In the process I, of course, traveled to Puerto Rico and visited him at the hospital. I realized that for him, over the course of maybe 5-6 hours, life had changed DRASTICALLY... let's leave it at that. One day life was normal, the next... life was not the same, not even close. Why am I sharing this story? Well, by taking care of him and by visiting him, I realized real-time that life is just fragile and can take a turn in any given second. Why worry about the things that at the end of the day, bring no value? The ability to walk and run we are all guilty of taking for granted, we're all guilty of being unappreciative and ungrateful about that God-given blessing... here was my stepdad wanting to give everything for the chance of walking again.
It clicked...
The obvious type of ungratefulness is easy, or can be easy, to control. Is a matter of learning to live happily with what we have. The second less obvious type of ungratefulness, the one where we live lives filled with stress and anger for things without true value, is much less easy to control... unless we read and pay close attention to the key for gratefulness shared with us by God and through the Bible. I've always said it and will forever will... the Bible is God's life manual to us. Everything we need to know about God, about living spiritual lives connected with him, and about living and navigating the circumstances of life, are written in that unique and beautiful book. The teachings about living grateful lives are not the exception.

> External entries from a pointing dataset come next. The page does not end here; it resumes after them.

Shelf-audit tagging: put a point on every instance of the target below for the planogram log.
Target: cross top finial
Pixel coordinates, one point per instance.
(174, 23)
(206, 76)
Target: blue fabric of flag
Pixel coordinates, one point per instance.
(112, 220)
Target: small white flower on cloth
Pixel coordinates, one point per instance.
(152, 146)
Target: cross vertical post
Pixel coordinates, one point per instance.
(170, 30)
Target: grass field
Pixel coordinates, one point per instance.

Jesus knew exactly what was the cure to ungratefulness and, furthermore, the cure for not living purpose-less lives. Here it is:
"Then the King will say to those on His right hand, ‘Come, you blessed of My Father ,inherit the kingdom prepared for you from the foundation of the world: for I was hungry and you gave Me food; I was thirsty and you gave Me drink; I was a stranger and you took Me in; I was naked and you clothed Me; I was sick and you visited Me; I was in prison and you came to Me.’" - Matthew 25:34-36
Can you see it? It is a known fact that nothing fills the human soul like (aside from God) giving and helping the less fortunate. Is just a feeling like no other; almost as if we were designed and created to be like that... hmmm... we actually were :) Ok, that's the purpose part. What about the gratefulness side? Well, by surrounding yourself with people that you can help and give to, by being that hand that helps, in turn you realize all the things that you're blessed on and don't even know it. Get it? Giving and helping others who find themselves in unfortunate situations not only gives you satisfaction and purpose, but a sense of being blessed beyond imagination and a grateful spirit. Seeing my stepdad in the situation he was in made me realize just how stupid I sometimes am and how I often times takes things for granted that I shouldn't.
Closing...
Friend, sister, brother, family... Only through connecting with God we can develop a genuine and devoted giving character which, in turn, acknowledges His blessings and becomes grateful even for the things that many just take for granted. Life can change in the blink of an eye... connect with God today, let Him show you the way to true gratefulness, and I promise that your life will never be the same.